Ora, todas os movimentos da Articulação dentro do PT tinham todos os indícios de que a corrente majoritária do partido havia decidido agir em conformidade com a ordem burguesa. E o PT majoritário, mesmo antes de chegar ao Planalto, já tinha se despido de toda e qualquer referencia à ética e ao socialismo, mesmo indefinido, de sua fundação. José Dirceu, Sivinho da Land Rover Defender de 80.000 reais - Delúbio Soares,a República de Ribeirão Preto e por aí vai são frutos e artífices dessa opção pela direita. Este espaço não daria para relacionar as coisas escabrosas feitas pelo \"novo\" PT. Então quando o senhor fala que \"quando um líder político de origem progressista se deixa cooptar pela oligarquia conservadora\",no mínimo o senhor faz um esforço de perda de memória. O PT e o Lula não foram cooptados quando o senhor trabalhava no Palácio do Planalto, foi muita antes, em diversos governos e prefeituras .Frei Betto, com todo o respeito, não esqueça da história. Ela é uma grande conselheira. Achei decente sua saída do Governo Lula, mas o senhor não pode falar dele(Lula) nem de maneira indireta. Desculpe-me a sinceridade.
É interessante escrever artigos ou comentar artigos com rito ideológico. Pelo que eu (não) sei o Presidente de Honduras, senhor Zelaya, não encontrou guarida no Congresso Nacional, tão pouco na Suprema Corte, nas suas pretensões de continuar no Governo. Aqui não se comenta a atuação dessas duas Casas do Governo do Estado de Honduras, que me parece fazem parte do chamado estado democrático. Valem ou não valem as decisões do Congresso e da Suprema Corte Hondurenhas?

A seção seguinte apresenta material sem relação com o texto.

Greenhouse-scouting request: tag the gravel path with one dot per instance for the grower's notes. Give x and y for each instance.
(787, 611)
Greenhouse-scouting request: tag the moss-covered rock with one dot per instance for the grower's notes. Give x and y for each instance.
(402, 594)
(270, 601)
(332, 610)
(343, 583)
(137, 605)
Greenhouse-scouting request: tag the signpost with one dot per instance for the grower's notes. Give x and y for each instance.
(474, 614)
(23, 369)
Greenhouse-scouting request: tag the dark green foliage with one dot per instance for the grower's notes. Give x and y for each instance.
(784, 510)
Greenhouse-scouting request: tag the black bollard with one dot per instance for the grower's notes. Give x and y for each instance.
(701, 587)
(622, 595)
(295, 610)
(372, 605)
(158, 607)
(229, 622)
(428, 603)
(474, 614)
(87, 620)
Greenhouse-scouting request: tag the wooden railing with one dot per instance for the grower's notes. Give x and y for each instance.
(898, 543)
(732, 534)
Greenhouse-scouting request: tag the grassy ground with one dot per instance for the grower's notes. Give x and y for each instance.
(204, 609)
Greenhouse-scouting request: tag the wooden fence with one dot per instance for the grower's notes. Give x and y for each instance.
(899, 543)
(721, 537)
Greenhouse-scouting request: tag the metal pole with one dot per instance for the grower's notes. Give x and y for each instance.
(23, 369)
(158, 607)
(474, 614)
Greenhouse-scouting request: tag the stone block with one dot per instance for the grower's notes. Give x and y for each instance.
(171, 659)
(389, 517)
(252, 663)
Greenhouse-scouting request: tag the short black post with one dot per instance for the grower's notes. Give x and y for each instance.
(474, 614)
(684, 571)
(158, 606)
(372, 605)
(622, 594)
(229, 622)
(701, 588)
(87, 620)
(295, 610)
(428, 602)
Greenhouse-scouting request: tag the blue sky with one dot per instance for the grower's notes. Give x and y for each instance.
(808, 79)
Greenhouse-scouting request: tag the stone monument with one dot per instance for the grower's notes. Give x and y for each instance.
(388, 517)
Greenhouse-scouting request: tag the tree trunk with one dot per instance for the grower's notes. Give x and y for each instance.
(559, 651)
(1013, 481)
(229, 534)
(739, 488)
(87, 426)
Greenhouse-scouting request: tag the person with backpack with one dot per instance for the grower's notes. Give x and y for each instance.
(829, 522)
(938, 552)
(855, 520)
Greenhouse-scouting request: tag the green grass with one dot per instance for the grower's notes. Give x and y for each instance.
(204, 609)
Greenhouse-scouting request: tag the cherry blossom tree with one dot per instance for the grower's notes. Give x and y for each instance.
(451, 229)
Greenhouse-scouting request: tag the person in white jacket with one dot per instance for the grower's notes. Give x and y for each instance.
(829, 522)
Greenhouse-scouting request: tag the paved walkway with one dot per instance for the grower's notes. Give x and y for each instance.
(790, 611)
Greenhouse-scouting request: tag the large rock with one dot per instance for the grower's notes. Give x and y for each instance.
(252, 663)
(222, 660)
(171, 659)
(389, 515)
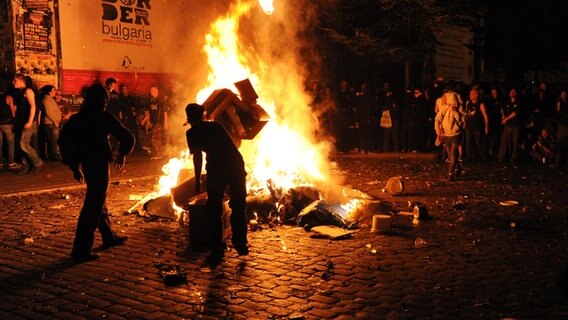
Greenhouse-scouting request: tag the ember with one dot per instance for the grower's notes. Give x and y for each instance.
(288, 166)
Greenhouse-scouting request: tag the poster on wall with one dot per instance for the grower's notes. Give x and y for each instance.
(34, 39)
(36, 4)
(37, 29)
(136, 35)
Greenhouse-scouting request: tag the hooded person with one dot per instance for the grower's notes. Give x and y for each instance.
(85, 148)
(225, 168)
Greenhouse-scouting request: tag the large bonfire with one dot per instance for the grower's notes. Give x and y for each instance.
(285, 154)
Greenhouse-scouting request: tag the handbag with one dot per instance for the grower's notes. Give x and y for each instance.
(386, 121)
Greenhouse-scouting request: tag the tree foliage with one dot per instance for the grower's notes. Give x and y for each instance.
(400, 30)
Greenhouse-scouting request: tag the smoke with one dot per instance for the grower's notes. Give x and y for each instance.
(279, 52)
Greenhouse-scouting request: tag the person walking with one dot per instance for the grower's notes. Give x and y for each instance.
(511, 128)
(448, 125)
(7, 113)
(476, 126)
(25, 123)
(51, 121)
(225, 167)
(85, 149)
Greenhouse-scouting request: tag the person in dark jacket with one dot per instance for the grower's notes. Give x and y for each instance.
(225, 167)
(85, 148)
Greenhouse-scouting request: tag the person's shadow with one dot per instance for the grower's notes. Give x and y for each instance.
(216, 292)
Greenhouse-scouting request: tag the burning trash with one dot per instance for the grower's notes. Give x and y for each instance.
(321, 213)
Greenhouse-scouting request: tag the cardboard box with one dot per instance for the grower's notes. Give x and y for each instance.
(198, 224)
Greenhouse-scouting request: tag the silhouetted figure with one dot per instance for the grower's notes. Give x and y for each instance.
(85, 148)
(225, 167)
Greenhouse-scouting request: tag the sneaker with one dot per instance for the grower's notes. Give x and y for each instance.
(457, 172)
(117, 241)
(215, 258)
(14, 165)
(242, 250)
(80, 258)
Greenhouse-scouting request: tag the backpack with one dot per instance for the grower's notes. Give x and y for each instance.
(69, 144)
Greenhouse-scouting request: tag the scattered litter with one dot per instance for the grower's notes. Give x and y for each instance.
(394, 186)
(173, 277)
(253, 225)
(458, 205)
(172, 274)
(381, 223)
(320, 213)
(508, 203)
(419, 242)
(419, 212)
(161, 207)
(326, 275)
(332, 232)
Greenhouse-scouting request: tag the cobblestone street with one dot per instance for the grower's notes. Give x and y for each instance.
(475, 259)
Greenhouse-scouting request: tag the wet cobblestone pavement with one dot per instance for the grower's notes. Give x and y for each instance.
(475, 259)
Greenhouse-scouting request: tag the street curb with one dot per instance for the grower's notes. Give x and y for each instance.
(72, 188)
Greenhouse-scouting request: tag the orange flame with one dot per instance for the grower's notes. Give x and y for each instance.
(267, 6)
(285, 153)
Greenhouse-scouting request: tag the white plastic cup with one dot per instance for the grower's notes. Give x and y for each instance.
(381, 223)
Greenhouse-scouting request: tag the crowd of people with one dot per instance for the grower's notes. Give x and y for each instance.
(31, 118)
(505, 123)
(526, 123)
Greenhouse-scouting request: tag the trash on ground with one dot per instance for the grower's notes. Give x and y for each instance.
(320, 213)
(332, 232)
(458, 205)
(172, 274)
(418, 212)
(394, 186)
(508, 203)
(161, 207)
(381, 223)
(419, 242)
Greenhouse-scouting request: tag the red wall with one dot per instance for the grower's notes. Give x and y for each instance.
(74, 81)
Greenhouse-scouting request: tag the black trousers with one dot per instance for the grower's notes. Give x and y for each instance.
(216, 185)
(94, 214)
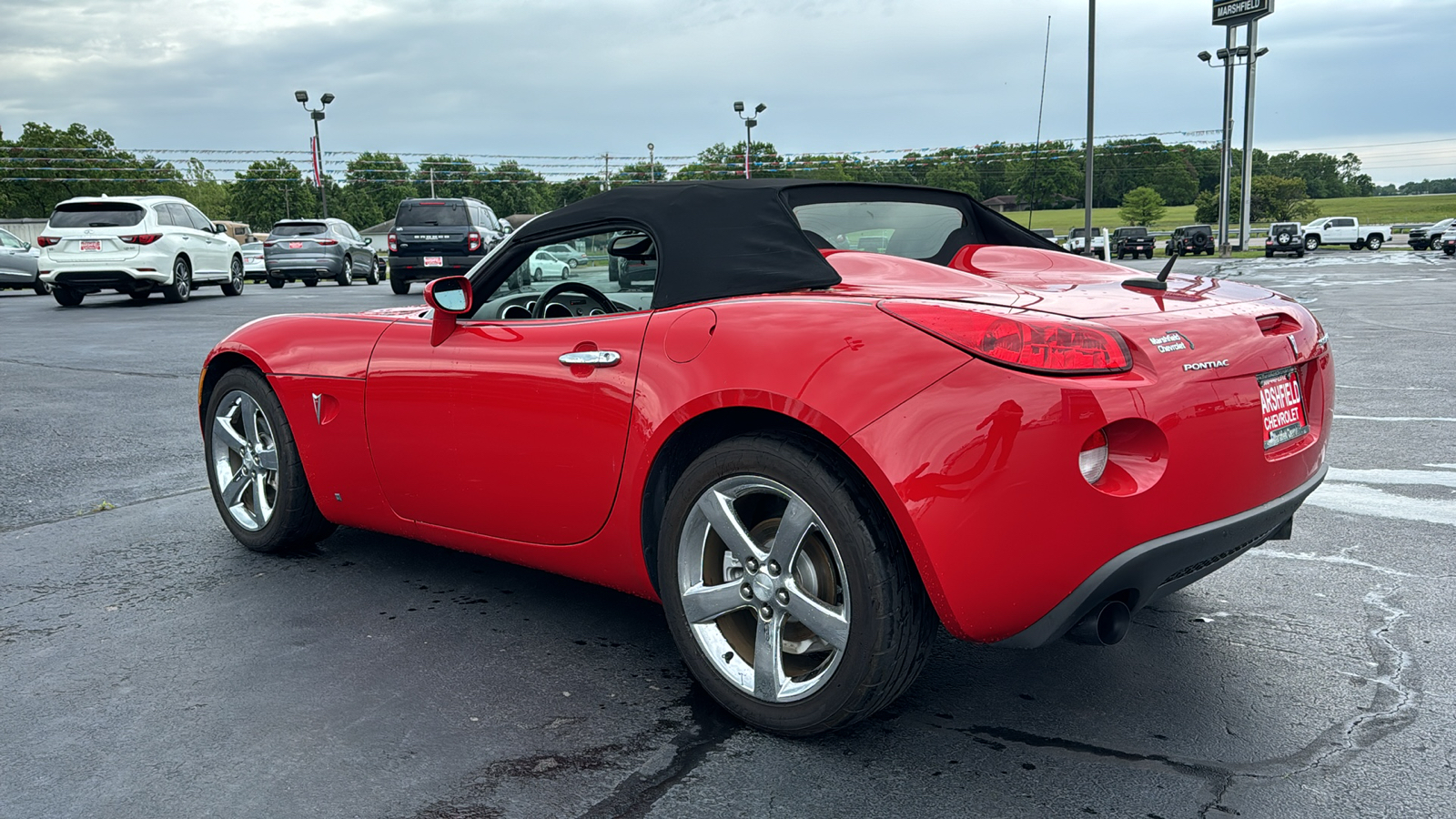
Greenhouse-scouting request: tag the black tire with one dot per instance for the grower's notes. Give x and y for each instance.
(295, 522)
(235, 281)
(181, 288)
(67, 298)
(890, 622)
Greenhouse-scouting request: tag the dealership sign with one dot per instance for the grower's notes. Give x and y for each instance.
(1239, 12)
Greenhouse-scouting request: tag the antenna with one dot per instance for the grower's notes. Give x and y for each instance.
(1040, 108)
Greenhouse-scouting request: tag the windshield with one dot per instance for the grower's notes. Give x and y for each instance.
(916, 230)
(96, 215)
(300, 229)
(431, 215)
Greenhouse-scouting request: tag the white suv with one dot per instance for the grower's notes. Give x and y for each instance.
(136, 245)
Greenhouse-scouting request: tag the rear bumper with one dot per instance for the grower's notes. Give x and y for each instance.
(412, 268)
(1159, 567)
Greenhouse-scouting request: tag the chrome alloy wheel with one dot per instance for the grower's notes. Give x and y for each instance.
(763, 588)
(245, 460)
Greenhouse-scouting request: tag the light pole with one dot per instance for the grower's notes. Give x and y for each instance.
(317, 114)
(1227, 58)
(750, 121)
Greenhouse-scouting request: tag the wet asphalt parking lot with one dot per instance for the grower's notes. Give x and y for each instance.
(153, 668)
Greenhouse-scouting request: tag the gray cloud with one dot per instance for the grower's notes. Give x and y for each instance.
(579, 79)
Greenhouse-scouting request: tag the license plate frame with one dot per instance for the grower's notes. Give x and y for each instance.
(1281, 404)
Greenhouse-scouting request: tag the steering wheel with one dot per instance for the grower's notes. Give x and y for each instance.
(539, 310)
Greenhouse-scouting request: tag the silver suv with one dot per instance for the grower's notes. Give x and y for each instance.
(312, 249)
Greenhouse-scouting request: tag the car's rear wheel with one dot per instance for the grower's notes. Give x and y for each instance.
(254, 468)
(235, 280)
(181, 288)
(793, 601)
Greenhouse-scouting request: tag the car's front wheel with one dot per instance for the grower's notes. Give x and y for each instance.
(254, 468)
(793, 601)
(181, 288)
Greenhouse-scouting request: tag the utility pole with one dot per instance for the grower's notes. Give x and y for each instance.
(1249, 136)
(1087, 237)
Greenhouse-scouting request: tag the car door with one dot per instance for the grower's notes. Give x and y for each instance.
(491, 433)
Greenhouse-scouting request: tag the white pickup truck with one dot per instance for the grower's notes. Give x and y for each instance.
(1346, 230)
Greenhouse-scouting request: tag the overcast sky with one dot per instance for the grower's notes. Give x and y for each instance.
(562, 77)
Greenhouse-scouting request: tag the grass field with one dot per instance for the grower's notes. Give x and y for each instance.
(1375, 210)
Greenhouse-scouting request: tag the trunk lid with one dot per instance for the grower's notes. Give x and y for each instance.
(1033, 278)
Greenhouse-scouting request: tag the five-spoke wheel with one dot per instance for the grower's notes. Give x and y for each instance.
(791, 598)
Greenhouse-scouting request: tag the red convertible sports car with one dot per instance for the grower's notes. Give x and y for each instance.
(824, 420)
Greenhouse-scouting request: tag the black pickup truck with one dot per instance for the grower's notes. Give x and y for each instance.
(1132, 241)
(436, 238)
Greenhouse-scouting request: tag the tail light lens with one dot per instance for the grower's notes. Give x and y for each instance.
(1038, 343)
(1092, 460)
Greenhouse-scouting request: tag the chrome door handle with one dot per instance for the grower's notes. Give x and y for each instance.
(592, 359)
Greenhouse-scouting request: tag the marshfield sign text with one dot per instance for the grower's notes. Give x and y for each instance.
(1239, 12)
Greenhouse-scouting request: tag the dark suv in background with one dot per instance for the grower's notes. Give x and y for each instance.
(1132, 241)
(1190, 241)
(434, 238)
(1285, 238)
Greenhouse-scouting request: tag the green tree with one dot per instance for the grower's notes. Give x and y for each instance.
(273, 189)
(1142, 206)
(383, 179)
(444, 177)
(510, 188)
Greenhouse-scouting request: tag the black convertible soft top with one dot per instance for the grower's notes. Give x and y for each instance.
(739, 238)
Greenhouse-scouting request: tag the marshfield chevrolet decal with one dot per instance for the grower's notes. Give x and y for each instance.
(1171, 341)
(1206, 365)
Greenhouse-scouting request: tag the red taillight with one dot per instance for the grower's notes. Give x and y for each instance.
(1278, 324)
(1028, 341)
(1092, 460)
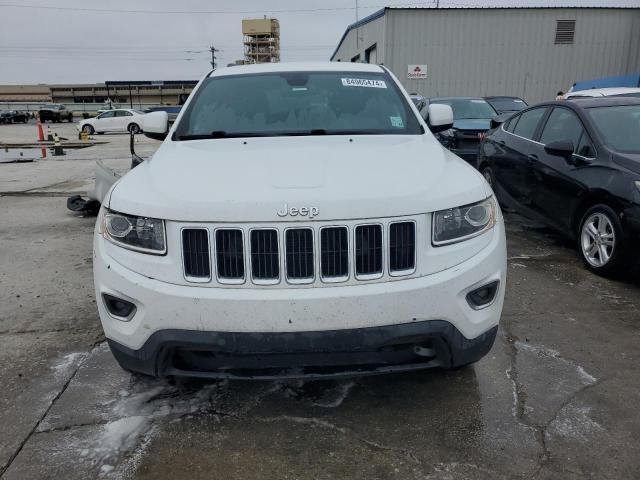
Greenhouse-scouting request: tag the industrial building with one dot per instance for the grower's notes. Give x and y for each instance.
(90, 97)
(528, 52)
(261, 40)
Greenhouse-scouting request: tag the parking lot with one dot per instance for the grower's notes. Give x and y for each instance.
(555, 398)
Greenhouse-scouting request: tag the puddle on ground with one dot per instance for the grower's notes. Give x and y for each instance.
(16, 155)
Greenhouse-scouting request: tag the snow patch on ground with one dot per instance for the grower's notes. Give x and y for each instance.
(542, 351)
(63, 367)
(574, 422)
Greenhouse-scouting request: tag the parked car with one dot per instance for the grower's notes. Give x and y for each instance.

Sou mais socialista do que muita gente que se diz defender o Estado Democrático de Direito, na óticas de suas conveniências.
Veja o caso do senhor Fernando Collor perdeu o mandato, eleito democraticamente, e teve os seus direitos políticos suspensos por oito anos, tudo isso dentro das normas constitucionais.
Será que a Constituição por uns e não para outros?
Não conheço os atuais governantes de Honduras, mas por aqui jamais ouví qualquer pronunciamento deles.
Absolutamente não sou de "direita" realço, entretanto as ideologias já estão ultrapassadas, o que importa, hoje em dia, é a defesa incondicional dos direitos de todos.
Hélio Mendes Cazuquel, Presidente da FUNDAÇÃO INSTITUTO DE DIR3ITOS HUMANOS.